Heptaméron IV

Une escapade montagnarde avec Vincent d’Indy

Vous connaissez ma tendresse pour les ânes, que ce soit les ânes des Pyrénées, les baudets du Poitou, ou même ces mulets sur lesquels on juchait autrefois les grosses dames hollandaises qui ambitionnaient, pobrecitas, de monter en jupe étroite au Cirque de Gavarnie, les beaux jours de la contrebande avec le voisin aragonais ou navarrais s’étant enfuis. Grison chargé de sel ou Musicien de Brème, Aliboron ou Cadichon, Âne Culotte ou Platero de Juan Ramòn Jiménez, Mule du Pape ou Âne d’Or, vous m’avez charmé, fait rire, trembler ou pleurer.  J’allais oublier Peau d’âne et son tuto chanté d’une recette hélas immangeable !
Oh, j’entends déjà vos ricanements, — devrais-je dire vos braiements ? — et vous consultez frénétiquement les pages roses du défunt Larousse pour retrouver, ô cervelles indociles, la citation latine qui finira par m’achever. 

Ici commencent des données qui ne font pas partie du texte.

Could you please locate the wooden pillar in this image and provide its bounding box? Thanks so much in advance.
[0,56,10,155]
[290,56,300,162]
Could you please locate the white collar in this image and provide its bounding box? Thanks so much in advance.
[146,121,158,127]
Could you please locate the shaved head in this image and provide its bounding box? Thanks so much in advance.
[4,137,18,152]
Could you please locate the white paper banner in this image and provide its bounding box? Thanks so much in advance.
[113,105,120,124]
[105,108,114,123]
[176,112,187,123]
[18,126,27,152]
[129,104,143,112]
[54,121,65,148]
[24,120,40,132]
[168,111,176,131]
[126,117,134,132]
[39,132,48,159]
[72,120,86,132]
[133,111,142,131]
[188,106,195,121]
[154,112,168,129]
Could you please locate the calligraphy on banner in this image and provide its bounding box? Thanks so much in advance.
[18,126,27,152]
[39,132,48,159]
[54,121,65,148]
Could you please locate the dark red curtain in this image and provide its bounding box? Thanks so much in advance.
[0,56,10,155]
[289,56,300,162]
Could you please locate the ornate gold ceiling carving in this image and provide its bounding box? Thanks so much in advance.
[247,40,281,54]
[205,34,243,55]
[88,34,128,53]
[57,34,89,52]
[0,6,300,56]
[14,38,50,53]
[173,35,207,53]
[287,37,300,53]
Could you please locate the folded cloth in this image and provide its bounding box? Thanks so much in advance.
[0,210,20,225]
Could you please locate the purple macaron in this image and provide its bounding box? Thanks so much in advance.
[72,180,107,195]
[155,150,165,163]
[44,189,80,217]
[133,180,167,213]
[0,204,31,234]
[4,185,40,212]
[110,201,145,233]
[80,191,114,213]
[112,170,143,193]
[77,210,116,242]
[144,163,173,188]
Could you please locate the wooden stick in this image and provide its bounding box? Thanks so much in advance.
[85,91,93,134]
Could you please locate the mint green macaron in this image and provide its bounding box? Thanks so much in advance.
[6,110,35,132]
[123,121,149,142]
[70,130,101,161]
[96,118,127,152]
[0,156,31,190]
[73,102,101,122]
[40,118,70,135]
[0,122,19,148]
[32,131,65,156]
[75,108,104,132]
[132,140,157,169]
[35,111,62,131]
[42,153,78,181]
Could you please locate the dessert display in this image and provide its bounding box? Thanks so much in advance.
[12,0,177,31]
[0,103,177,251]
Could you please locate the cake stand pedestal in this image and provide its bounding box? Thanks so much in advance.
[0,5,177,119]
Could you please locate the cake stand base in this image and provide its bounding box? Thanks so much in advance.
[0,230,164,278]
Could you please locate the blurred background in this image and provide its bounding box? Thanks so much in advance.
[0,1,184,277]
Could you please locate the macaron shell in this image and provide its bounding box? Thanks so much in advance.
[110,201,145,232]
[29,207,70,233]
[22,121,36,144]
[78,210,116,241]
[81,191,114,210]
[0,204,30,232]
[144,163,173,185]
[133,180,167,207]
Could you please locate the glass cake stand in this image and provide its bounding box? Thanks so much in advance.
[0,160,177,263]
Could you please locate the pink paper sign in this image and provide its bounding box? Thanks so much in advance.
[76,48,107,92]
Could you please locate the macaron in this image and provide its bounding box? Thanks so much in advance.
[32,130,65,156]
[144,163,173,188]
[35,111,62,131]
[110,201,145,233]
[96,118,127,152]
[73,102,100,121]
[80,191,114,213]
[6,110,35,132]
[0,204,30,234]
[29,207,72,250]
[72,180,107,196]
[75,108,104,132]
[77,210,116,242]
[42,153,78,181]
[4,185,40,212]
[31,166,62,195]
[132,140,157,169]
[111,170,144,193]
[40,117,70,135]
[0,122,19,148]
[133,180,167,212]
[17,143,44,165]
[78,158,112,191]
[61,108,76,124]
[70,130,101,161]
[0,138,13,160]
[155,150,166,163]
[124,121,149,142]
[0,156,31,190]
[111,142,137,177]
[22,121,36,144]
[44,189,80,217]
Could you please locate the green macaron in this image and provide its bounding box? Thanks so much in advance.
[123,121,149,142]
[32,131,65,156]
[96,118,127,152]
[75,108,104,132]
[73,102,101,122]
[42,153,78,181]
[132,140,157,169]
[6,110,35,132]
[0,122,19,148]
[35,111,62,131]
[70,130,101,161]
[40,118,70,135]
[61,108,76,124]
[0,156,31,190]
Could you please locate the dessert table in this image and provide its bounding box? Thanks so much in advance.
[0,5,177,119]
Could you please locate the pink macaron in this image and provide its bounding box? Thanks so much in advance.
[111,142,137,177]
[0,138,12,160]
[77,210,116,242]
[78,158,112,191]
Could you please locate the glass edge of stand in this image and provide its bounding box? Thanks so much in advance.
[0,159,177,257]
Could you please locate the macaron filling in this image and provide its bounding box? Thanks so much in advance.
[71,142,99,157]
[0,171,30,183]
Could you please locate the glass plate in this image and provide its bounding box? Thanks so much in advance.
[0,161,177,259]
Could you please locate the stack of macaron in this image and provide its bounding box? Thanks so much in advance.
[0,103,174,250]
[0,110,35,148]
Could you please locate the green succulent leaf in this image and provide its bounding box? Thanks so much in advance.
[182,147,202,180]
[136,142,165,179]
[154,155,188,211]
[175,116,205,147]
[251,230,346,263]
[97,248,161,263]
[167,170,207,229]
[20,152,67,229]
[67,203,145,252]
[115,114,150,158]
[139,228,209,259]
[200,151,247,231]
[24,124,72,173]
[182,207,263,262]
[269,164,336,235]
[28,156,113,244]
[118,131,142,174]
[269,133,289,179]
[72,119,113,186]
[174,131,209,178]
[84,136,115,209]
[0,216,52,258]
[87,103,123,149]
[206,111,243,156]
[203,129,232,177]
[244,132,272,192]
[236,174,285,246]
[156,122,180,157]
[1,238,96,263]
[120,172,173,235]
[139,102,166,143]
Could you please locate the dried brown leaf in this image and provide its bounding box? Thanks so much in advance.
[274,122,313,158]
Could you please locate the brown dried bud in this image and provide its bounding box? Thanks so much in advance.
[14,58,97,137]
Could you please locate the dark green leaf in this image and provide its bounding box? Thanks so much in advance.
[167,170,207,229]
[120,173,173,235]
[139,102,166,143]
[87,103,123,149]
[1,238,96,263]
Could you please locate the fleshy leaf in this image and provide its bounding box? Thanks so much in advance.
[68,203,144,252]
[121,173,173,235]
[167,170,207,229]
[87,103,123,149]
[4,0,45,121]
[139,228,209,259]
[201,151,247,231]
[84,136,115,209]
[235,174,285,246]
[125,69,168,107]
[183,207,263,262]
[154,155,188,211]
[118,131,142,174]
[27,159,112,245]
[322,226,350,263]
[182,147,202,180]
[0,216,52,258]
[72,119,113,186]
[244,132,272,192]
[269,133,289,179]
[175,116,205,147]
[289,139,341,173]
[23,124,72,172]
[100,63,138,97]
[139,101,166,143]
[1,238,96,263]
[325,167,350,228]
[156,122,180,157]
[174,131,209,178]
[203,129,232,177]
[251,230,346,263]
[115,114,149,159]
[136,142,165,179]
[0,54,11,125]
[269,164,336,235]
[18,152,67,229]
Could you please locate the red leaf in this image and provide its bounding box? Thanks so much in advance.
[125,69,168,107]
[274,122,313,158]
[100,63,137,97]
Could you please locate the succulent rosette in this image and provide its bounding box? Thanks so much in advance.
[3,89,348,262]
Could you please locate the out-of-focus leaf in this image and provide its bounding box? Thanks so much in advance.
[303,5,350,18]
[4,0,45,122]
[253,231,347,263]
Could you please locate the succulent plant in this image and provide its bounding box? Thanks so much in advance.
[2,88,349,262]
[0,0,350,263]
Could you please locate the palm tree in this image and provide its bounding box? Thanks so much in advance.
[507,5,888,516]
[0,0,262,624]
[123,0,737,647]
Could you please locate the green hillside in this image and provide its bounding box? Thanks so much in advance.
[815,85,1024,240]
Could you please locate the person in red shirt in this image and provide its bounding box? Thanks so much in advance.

Peu m’importe. Dans le bestiaire de la Bible, de la littérature, de la peinture ou de la sculpture nous occupons beaucoup de place, de même qu’en musique, même si ce n’est que pour la Fête des Fous ; ou pour ce concert rustique que demande mon ami Bottom transmogrifié à la Reine des Fées. Oui, je sais, on dit de nous le meilleur et le pire, mais nous n’avons pas tous le mauvais caractère de la Modestine qui causa quelques soucis à Robert Louis Stevenson au début de son périple à travers les Cévennes en 1878.

Là, je vous vois frémir. Coincés entre votre piano droit et votre canapé, le nom de l’éternel voyageur qui inspire les Songs of Travel de mon ami Vaughan Williams et le mot Cévennes vous ouvrent des fenêtres magiques sur des horizons sans limites et vous donnent des fourmis dans les jambes. Pour accompagner votre randonnée virtuelle, je vous propose cette belle Symphonie Cévenole de notre Vincent d’Indy, fort oublié des organisateurs de concert. J’ai dû courir à Tanglewood, résidence d’été du Boston Symphony Orchestra, pour l’entendre jouée par Jean-Yves Thibaudet en 1990, avec d’autres desdichados français. Est-ce son titre officiel Symphonie sur un chant montagnard français qui me l’a fait associer très tôt avec mes jeunes années courues dans la montagne et les Pyrénées du Pont d’Espagne ? Le couplage de cette œuvre avec le Jour d’été à la montagne, op. 61 du même d’Indy dans la version qu’en donnait Catherine Collard avec Marek Janowski en 1992, me semblait parfaitement pertinent. Son absence de programme, au contraire de la colossale Alpensinfonie du Strauss bavarois qui, véritable Baedeker de l’alpiniste, comporte 22 rubriques, laisse place à l’imagination et au replay nostalgique des émotions d’une course en montagne. Aussi je me garderai bien de vous imposer les images de mon cinémascope intime et vous laisse au plaisir, croce e delizia al cor, de la remontée de souvenirs.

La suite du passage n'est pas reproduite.